Sandia National Laboratories researchers are pioneering a new approach to capture methane from biogas by using porous liquids — innovative materials that combine the characteristics of liquids with built-in empty spaces to selectively trap gas molecules. Scientists led by materials engineer Jessica Rimsza aim to harness methane, a potent and valuable energy source found in waste byproducts such as food scraps, manure and sewage, and separate it from other gases so it can be used more efficiently.
Biogas, a mixture of methane and other gases produced in places like wastewater treatment plants and agricultural operations, often goes underutilized because of challenges in separating methane from carbon dioxide and impurities. The team’s research focuses on tailoring porous liquids — combinations of liquid solvents and porous solid materials — so they can act like tiny caverns in a fluid state that absorb and store methane and other targeted gases.

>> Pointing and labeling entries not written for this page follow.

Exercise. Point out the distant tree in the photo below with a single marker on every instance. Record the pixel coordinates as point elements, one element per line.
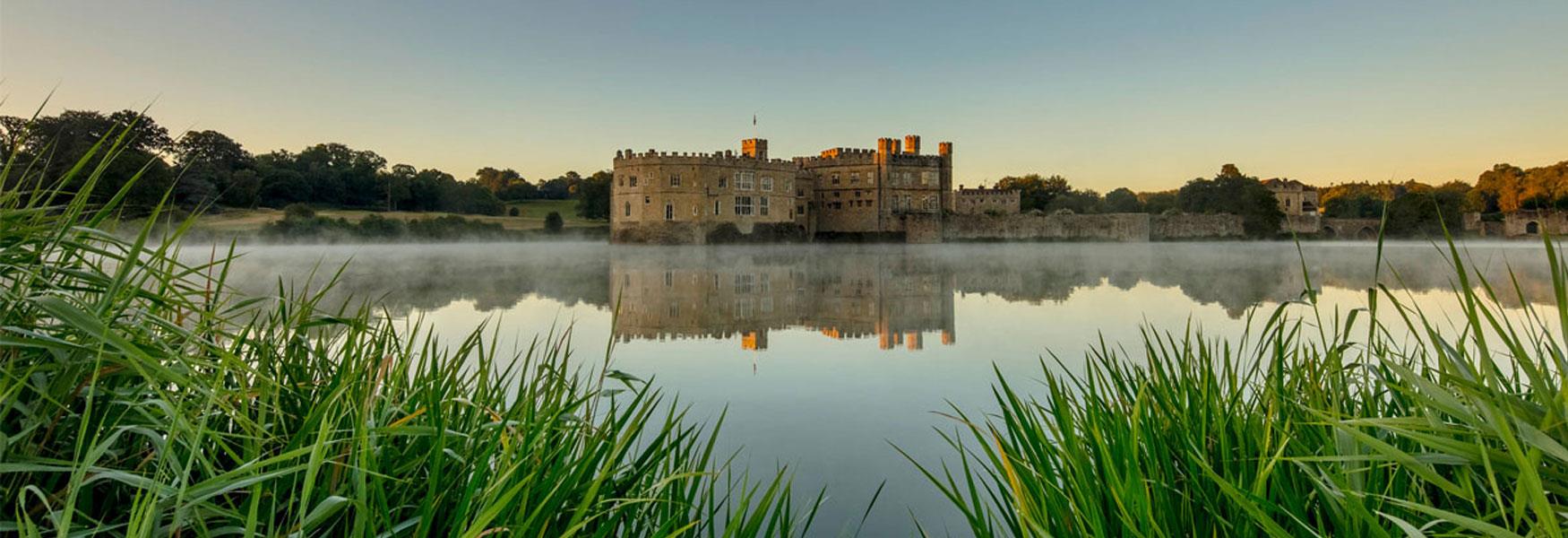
<point>1158,203</point>
<point>1423,209</point>
<point>1123,201</point>
<point>502,182</point>
<point>1034,190</point>
<point>1078,201</point>
<point>593,196</point>
<point>207,162</point>
<point>62,142</point>
<point>1357,200</point>
<point>560,187</point>
<point>1235,194</point>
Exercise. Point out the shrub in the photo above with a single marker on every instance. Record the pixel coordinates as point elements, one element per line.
<point>552,223</point>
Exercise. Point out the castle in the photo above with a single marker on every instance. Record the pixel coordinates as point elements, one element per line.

These porous liquids are made by dispersing porous solids (such as zeolites, metal-organic frameworks, covalent organic frameworks or porous organic cages) within a solvent. Unlike typical liquids that absorb only a small amount of gas, the added solid structures provide free space that dramatically increases gas uptake. Rimsza notes that with hundreds of thousands of porous materials and tens of thousands of solvents available, the potential permutations could yield thousands of tailored porous liquids for specific applications.
The key challenge the team is addressing is selective methane capture: allowing methane molecules to migrate into the solvent and further into pore spaces, while excluding other gases like carbon dioxide. Once methane is captured, it can be released on demand and used in electricity generation, heating, industrial processes such as steel and glass production, or as feedstock for chemical products like hydrogen, methanol, ammonia and acetylene.
Importantly, research to date shows that in certain configurations, porous liquids can hold significantly more gas than expected from the individual components alone — in some cases capturing up to 40 times more gas than the solvent alone would permit. The liquid form also offers an integration advantage, as liquids can be handled within existing piping systems more easily than solid adsorbents that require specialized handling.
Porous liquids were first theorized in 2007 and proven in 2015, and Sandia’s work has expanded their applications toward energy and gas separation technologies. The team has filed broad patents on design principles for porous liquids and published scientific articles on various aspects of the research.